Recently declassified memorandum from Fed Chief Arthur Burns to President Gerald Ford:

From the Desk of Gerald Ford-Declassified

4 Responses to “1975 Question: Should Central Banks Be Free to Buy Gold?”

  1. w Says:

    It’s a bit mean not to acknowledge zero hedge as the source don’t you think?

    What is it with bloggers these days?

    W

  2. David Merkel Says:

    Interesting cast of characters cc’d at the end. Greenspan, Seidman, Simon, Kissinger… also interesting to see how much they cared about French opinion at the time, and the still-prickliness in Congress with some over leaving the watered down Bretton Woods Gold standard. Also the willingness to trade one issue for an unrelated issue.
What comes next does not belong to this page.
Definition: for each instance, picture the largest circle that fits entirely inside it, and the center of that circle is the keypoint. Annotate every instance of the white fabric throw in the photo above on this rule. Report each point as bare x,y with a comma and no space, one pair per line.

    We are still feeling the effects today of going off the gold standard. Governments have not learned what they really want monetary/currency policies to be — they overstimulated for 30-35 years, and now we are in the tank over much of the globe.

  3. Mark E Hoffer Says:

    w,

    the story has been around, see also http://clusty.com/search?input-form=clusty-simple&v%3Asources=webplus&query=Recently+declassified+memorandum+from+Fed+Chief+Arthur+Burns+to+President+Gerald+Ford
    ~~

    David,

    to your observation: “..the still-prickliness in Congress with some over leaving the watered down Bretton Woods Gold standard.”

    Now, ~30 years later, CBs buy/sell/lease Gold with abandon. Time, Memory’s greatest adversary, especially when the ‘young ‘uns’ are never taught..

    and, this: “they overstimulated for 30-35 years, and now we are in the tank over much of the globe.”

    one Man’s ‘overstimulated’, is another M*n’s ‘Financial Strip-mining’..no wonder the ‘tank’ is so deep..

    also, w/this: “Governments have not learned what they really want monetary/currency policies to be ..”

    it, too, is a matter of perspective. from here http://www.policestateplanning.com/cfr.htm
    it’d seem that the have learned, and rather well, at that..

  4. Pete from CA Says:

    “Liquidity creation of such extraordinary magnitude would seriously endanger, perhaps even frustrate, our efforts and those of other prudent nations to get inflation under reasonable control.”